“Sweet Śūnyatā of the Jorōgumo: The First Noble Truth” 
2x4’ ♥ acrylic on masonite board
04/17
 As a child I was baptized in battery acid 
and my heaviness was handed back to me as hollow bones.
I have been embedded within implied incorrectness
and living in this Petri dish since.
Insulated and sterile,
my self could be scorched and soiled, but easily wiped away clean and safe.
I taught myself that with control
there is freedom from the liabilities and lamentations of a lived life to be discovered.
An attempt to regiment experience with truths that are only facts
and a cacophony of contingencies as clenched muscles throughout my body.
I had mistaken absence for emptiness,
avoidance as the void,
and made the arresting anxiety of over-analysis my attempt at stillness and compassion.
I made this glass thick like armor because of pain I had made so grand,
so unique,
and successfully separated myself from the whole of my existence.
I have decided my growth can no longer exist in a universe so small.
These regiments of defense mechanisms can no longer march against my role in my future.
My presence will present me with the ability to connect head and heart more fully,
cracking this encapsulation like a spider web and shattering.
This me understands the rivers,
the ocean,
and I will no longer be my hostage.
Index
The noble truth of dukkha- (dukkha ariya sacca)- My understanding is my attachment to my perception of myself is dukkha (suffering). The separation caused by making my pain personal and unique is disconnecting. When I live in my observation of my existence I remove myself from participating in it. I cannot be fully involved or invested in my role because of my absence from it as an onlooker. I can never find conclusions, resolutions, or satisfaction because I couldn't clarify my goals with confidence. Devotion to the infinite is desire, but hunger for it is dukkha.

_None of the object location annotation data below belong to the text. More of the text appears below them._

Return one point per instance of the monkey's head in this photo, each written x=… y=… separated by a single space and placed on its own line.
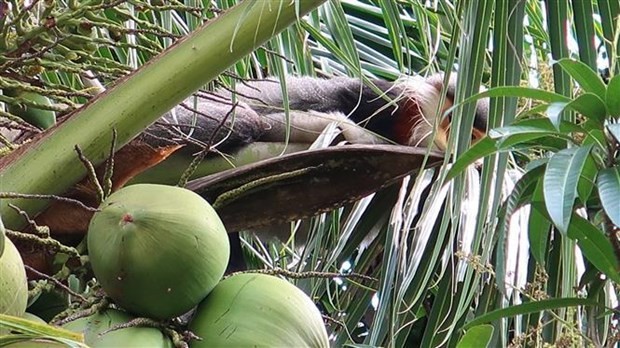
x=421 y=110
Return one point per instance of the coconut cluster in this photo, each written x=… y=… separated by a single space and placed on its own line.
x=160 y=251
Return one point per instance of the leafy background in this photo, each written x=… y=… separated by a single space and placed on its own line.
x=520 y=249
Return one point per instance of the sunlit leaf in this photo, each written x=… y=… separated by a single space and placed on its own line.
x=476 y=337
x=588 y=79
x=595 y=246
x=538 y=226
x=612 y=100
x=560 y=183
x=609 y=192
x=590 y=106
x=32 y=327
x=587 y=179
x=531 y=307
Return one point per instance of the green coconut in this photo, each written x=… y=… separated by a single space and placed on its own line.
x=157 y=250
x=93 y=326
x=257 y=310
x=13 y=281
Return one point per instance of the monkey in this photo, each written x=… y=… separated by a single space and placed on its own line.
x=409 y=112
x=403 y=112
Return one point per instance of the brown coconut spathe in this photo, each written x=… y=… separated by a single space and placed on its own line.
x=157 y=250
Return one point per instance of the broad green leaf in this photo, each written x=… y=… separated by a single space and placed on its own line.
x=612 y=97
x=595 y=246
x=538 y=226
x=522 y=92
x=609 y=192
x=587 y=179
x=586 y=78
x=476 y=337
x=2 y=236
x=588 y=104
x=614 y=129
x=560 y=183
x=530 y=307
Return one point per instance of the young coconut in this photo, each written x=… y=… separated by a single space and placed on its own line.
x=157 y=250
x=13 y=281
x=258 y=310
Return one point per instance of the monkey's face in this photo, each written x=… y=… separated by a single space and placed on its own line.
x=424 y=117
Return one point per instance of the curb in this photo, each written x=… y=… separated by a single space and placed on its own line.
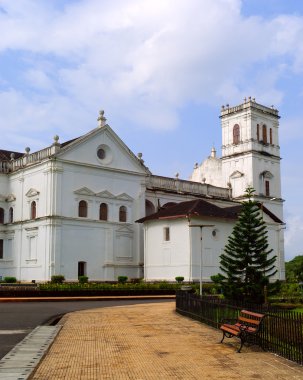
x=92 y=298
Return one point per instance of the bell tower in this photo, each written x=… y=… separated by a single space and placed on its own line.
x=251 y=152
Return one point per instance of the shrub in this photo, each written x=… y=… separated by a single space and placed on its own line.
x=10 y=280
x=122 y=279
x=136 y=280
x=83 y=279
x=57 y=279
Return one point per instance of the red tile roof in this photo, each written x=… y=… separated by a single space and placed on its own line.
x=194 y=208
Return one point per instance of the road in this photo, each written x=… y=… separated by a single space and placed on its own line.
x=17 y=319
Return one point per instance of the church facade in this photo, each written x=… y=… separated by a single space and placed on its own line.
x=72 y=207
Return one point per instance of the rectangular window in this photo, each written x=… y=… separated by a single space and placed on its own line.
x=32 y=247
x=1 y=248
x=267 y=192
x=166 y=234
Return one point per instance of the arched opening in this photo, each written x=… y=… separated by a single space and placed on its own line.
x=270 y=136
x=10 y=215
x=267 y=188
x=236 y=134
x=82 y=209
x=169 y=204
x=81 y=268
x=33 y=210
x=103 y=211
x=122 y=214
x=149 y=208
x=1 y=215
x=264 y=134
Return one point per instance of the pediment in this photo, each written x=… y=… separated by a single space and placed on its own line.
x=10 y=198
x=105 y=194
x=102 y=148
x=84 y=191
x=236 y=174
x=124 y=197
x=32 y=193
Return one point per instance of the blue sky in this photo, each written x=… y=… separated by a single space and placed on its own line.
x=161 y=69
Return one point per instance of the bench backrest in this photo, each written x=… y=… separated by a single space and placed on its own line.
x=250 y=318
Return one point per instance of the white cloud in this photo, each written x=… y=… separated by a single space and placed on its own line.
x=146 y=54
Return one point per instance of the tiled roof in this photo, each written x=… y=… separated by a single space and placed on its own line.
x=194 y=208
x=200 y=207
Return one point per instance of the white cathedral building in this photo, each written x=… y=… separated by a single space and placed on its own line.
x=89 y=206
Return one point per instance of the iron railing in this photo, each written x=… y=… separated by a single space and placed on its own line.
x=281 y=332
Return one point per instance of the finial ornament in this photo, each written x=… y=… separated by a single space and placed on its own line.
x=101 y=119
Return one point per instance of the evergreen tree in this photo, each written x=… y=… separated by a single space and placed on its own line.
x=245 y=263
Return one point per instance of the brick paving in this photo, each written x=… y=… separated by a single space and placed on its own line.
x=152 y=341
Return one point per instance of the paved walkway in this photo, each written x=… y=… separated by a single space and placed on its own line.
x=152 y=342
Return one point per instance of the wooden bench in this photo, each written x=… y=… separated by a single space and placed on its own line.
x=245 y=327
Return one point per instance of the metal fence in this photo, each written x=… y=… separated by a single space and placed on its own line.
x=281 y=332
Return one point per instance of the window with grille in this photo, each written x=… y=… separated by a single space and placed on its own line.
x=122 y=214
x=267 y=190
x=82 y=212
x=264 y=134
x=1 y=248
x=236 y=134
x=103 y=211
x=270 y=136
x=33 y=210
x=11 y=215
x=166 y=234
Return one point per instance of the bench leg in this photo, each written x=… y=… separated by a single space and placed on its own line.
x=242 y=342
x=223 y=337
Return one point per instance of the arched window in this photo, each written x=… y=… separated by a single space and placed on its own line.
x=10 y=215
x=236 y=134
x=103 y=211
x=1 y=215
x=270 y=135
x=149 y=208
x=122 y=214
x=267 y=189
x=33 y=210
x=81 y=268
x=82 y=212
x=264 y=134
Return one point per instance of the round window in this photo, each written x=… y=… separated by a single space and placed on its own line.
x=101 y=153
x=104 y=154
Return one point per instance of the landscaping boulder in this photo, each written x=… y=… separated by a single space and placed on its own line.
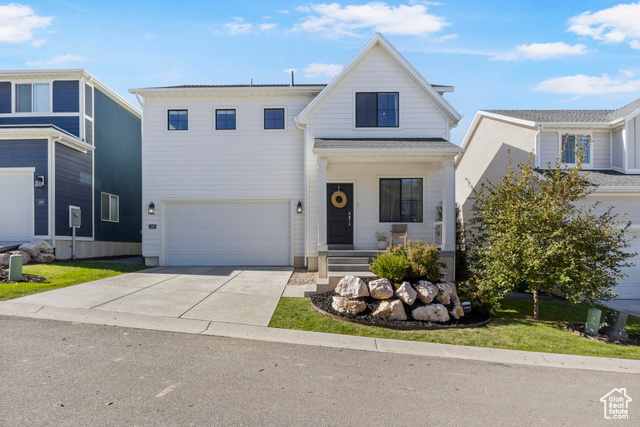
x=457 y=311
x=44 y=257
x=426 y=290
x=348 y=306
x=352 y=287
x=406 y=293
x=446 y=292
x=391 y=310
x=381 y=289
x=431 y=313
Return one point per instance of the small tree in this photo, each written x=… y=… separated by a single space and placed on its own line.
x=527 y=227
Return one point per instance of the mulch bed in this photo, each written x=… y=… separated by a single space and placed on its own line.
x=578 y=329
x=29 y=278
x=322 y=303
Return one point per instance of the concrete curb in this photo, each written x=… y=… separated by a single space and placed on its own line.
x=261 y=333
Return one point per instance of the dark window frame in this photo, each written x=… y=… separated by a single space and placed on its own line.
x=235 y=124
x=372 y=110
x=271 y=123
x=178 y=121
x=415 y=206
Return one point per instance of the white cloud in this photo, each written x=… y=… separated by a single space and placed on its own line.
x=541 y=51
x=238 y=26
x=321 y=70
x=616 y=24
x=336 y=20
x=588 y=85
x=62 y=59
x=17 y=23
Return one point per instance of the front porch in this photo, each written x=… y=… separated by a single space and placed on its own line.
x=366 y=186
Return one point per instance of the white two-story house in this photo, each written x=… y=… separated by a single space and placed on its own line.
x=283 y=174
x=612 y=142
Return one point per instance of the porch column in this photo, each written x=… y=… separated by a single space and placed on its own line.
x=322 y=202
x=448 y=206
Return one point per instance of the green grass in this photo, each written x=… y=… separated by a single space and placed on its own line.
x=63 y=274
x=512 y=329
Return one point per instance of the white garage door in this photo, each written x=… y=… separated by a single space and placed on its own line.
x=629 y=288
x=16 y=206
x=227 y=233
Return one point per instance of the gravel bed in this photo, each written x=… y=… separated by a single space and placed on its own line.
x=322 y=303
x=578 y=329
x=301 y=276
x=31 y=278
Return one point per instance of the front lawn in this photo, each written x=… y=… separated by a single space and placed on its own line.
x=513 y=328
x=63 y=274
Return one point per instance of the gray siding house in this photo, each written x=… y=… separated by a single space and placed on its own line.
x=612 y=142
x=68 y=141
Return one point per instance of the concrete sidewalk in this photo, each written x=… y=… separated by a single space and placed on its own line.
x=238 y=303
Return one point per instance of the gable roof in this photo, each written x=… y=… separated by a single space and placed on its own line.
x=379 y=40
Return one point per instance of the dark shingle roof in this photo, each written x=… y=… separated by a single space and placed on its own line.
x=568 y=116
x=606 y=178
x=385 y=143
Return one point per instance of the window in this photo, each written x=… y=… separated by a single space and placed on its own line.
x=110 y=207
x=225 y=119
x=32 y=98
x=274 y=118
x=569 y=145
x=178 y=120
x=377 y=109
x=401 y=200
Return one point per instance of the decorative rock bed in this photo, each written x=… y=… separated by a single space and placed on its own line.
x=424 y=305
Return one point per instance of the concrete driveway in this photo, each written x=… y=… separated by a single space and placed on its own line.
x=242 y=295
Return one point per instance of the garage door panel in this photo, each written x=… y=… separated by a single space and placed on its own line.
x=227 y=233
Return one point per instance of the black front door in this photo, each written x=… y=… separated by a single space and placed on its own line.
x=340 y=214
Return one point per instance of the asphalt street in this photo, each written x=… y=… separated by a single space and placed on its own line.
x=69 y=374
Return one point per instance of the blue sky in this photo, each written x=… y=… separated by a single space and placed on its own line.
x=498 y=54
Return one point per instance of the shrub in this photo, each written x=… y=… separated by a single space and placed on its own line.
x=391 y=266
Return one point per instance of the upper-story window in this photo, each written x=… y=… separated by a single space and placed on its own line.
x=377 y=109
x=178 y=120
x=274 y=118
x=225 y=119
x=32 y=98
x=569 y=144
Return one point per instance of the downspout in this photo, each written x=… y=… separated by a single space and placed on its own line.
x=306 y=190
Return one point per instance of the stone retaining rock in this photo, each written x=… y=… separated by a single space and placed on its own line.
x=381 y=289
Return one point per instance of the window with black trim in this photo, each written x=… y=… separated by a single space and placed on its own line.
x=225 y=119
x=178 y=120
x=32 y=98
x=401 y=199
x=377 y=109
x=274 y=118
x=110 y=208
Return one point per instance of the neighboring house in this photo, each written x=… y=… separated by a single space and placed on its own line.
x=67 y=140
x=612 y=141
x=283 y=174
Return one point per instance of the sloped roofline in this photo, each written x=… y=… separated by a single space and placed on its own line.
x=378 y=39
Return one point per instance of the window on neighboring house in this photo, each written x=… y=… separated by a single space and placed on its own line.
x=225 y=119
x=274 y=118
x=32 y=98
x=178 y=120
x=569 y=145
x=110 y=207
x=401 y=200
x=375 y=109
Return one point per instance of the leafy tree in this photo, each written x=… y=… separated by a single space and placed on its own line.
x=528 y=227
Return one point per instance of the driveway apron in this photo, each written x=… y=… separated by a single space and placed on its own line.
x=242 y=295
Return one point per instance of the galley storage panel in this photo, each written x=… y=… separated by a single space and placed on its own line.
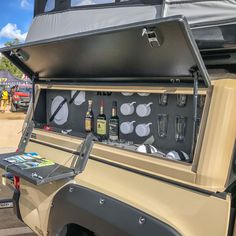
x=159 y=124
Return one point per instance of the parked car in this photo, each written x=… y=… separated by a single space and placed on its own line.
x=21 y=97
x=131 y=130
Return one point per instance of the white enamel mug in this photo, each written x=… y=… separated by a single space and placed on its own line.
x=143 y=110
x=143 y=130
x=127 y=127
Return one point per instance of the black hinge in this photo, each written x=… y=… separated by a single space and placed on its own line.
x=195 y=75
x=153 y=39
x=83 y=154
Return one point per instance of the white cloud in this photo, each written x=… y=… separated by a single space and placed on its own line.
x=12 y=32
x=24 y=3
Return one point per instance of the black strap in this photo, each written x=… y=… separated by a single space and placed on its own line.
x=57 y=110
x=74 y=97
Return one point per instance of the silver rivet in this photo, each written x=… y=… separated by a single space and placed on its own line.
x=71 y=189
x=142 y=220
x=101 y=201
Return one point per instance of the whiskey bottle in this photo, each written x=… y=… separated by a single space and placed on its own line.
x=101 y=123
x=89 y=118
x=114 y=123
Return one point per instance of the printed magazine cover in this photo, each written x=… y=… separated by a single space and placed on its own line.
x=29 y=160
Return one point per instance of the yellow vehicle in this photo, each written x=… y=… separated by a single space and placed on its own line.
x=128 y=132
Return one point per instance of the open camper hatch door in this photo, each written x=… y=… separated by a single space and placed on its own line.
x=161 y=52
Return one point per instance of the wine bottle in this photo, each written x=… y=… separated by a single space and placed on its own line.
x=114 y=123
x=101 y=123
x=89 y=118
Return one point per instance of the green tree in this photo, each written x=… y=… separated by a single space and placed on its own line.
x=5 y=64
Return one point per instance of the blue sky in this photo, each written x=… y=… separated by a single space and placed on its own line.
x=15 y=19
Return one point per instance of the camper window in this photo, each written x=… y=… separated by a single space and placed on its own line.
x=50 y=5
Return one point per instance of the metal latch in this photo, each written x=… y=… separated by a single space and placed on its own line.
x=21 y=54
x=153 y=39
x=83 y=155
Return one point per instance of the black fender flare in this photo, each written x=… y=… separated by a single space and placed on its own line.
x=101 y=214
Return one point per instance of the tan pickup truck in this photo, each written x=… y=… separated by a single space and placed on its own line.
x=130 y=131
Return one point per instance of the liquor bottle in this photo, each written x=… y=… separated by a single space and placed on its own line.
x=101 y=123
x=114 y=123
x=89 y=118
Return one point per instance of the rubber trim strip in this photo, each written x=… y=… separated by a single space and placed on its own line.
x=186 y=186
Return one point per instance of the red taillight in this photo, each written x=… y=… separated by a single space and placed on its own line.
x=16 y=182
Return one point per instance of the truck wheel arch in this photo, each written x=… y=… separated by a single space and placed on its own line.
x=101 y=214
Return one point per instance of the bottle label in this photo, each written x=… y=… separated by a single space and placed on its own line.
x=114 y=130
x=101 y=127
x=88 y=124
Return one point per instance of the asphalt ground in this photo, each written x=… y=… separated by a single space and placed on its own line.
x=10 y=133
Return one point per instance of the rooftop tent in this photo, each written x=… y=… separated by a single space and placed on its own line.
x=61 y=18
x=202 y=13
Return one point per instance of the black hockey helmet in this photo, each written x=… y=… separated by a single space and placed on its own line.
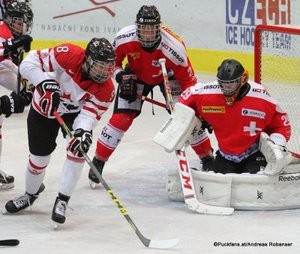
x=148 y=26
x=19 y=18
x=231 y=76
x=100 y=59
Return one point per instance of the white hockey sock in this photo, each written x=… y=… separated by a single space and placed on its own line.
x=70 y=175
x=35 y=173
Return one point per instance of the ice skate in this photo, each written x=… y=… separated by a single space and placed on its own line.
x=22 y=202
x=6 y=181
x=94 y=180
x=59 y=212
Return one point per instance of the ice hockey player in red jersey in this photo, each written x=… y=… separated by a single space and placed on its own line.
x=239 y=110
x=14 y=38
x=143 y=44
x=77 y=84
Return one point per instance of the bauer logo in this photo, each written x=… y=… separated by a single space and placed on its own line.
x=243 y=15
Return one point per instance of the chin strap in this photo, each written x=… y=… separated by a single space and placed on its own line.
x=244 y=89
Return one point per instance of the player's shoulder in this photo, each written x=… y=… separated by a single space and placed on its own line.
x=104 y=92
x=173 y=47
x=5 y=32
x=171 y=35
x=259 y=91
x=68 y=54
x=206 y=88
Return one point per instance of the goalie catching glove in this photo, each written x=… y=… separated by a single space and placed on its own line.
x=277 y=156
x=12 y=46
x=81 y=141
x=127 y=86
x=49 y=91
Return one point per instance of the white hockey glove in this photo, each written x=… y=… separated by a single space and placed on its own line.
x=277 y=156
x=179 y=130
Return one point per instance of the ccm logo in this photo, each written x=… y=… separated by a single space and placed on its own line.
x=184 y=168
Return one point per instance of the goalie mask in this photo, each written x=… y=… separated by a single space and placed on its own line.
x=148 y=26
x=231 y=77
x=19 y=17
x=100 y=59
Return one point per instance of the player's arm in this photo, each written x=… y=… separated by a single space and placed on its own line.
x=273 y=144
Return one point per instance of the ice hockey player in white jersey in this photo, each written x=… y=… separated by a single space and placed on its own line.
x=76 y=83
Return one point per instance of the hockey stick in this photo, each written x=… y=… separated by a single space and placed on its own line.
x=159 y=244
x=9 y=242
x=187 y=184
x=158 y=103
x=169 y=99
x=19 y=74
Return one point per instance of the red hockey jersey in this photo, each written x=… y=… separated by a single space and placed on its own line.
x=145 y=64
x=237 y=127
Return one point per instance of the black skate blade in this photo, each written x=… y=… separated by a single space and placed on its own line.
x=93 y=185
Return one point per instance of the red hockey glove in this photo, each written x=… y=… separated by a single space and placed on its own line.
x=128 y=88
x=11 y=104
x=50 y=95
x=82 y=140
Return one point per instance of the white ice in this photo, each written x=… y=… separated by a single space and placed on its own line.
x=137 y=175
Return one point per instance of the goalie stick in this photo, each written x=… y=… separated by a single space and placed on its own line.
x=9 y=242
x=158 y=244
x=187 y=184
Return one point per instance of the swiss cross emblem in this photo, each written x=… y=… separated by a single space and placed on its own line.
x=252 y=128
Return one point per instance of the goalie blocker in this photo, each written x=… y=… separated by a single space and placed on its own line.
x=263 y=191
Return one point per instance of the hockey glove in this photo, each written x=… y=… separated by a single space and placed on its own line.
x=27 y=91
x=12 y=46
x=50 y=96
x=11 y=104
x=206 y=125
x=81 y=141
x=128 y=88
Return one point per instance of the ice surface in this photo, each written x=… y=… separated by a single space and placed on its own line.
x=137 y=175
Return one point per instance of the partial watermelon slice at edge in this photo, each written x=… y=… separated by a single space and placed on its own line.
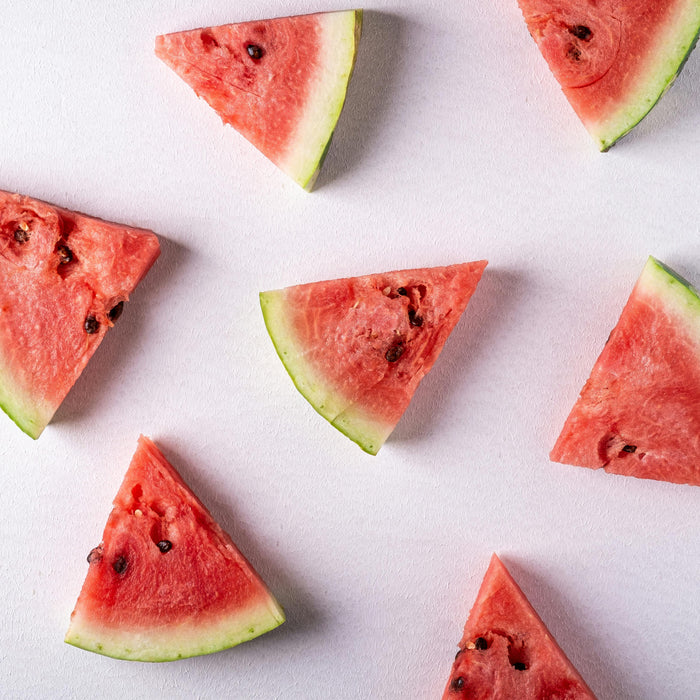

Śūnyatā- emptiness, voidness, openness, non existence. In this context I'm saying “Sweet Nothings of the Spider-ghost”

Jorōgumo- a type of yōkai (Japanese ghost or goblin), she is a spider that can take the form of a seductive woman to lure in and consume her prey. They can also be a goddess who protects people from drowning. In this composition, she plays both rolls, saving me from drowning by entrancing these hungry ghosts living in the halls and bringing them peace with one of her spider legs in the brain stem of each one. The light of the goddess’s examination and cessation by the goblin plays the role of my guide in this journey.

Dybbuk- A Jewish malicious spirit that is the dislocated soul of a dead person. Here I have them lining up to try and crowd the light. The lantern represents whatever the separating and endless wants of the ego think they need. These ghosts of myself occupy the want to control what can be. The want to change what was. The feeling of “with that, I'll be complete” or “I'm unhappy without that.” Here they are different manifestations of dukkha. These long dead facets of myself that I was allowing to pile up and impede my direction, are manifested here as lost and hungry encumbrances. In this piece, drawn by the lantern's glow, they bring themselves to the huntress to be euthanized and picked from by the hyenas.

Hyenas: Their warnings are wrapped in a throaty cackle and toothy grin. They eat %98 of their takedown, chewing and digesting from fiber to bone. The perfect apotheosis for my current drive to move forward and find satisfaction. To break down these bodies into the nutrients I need to thrive by not only facing them, but touching them and consuming them. These fully examined and processed illusions can siphon from my imagination no longer. As each one passes through me I regain and expand my capacity for creativity.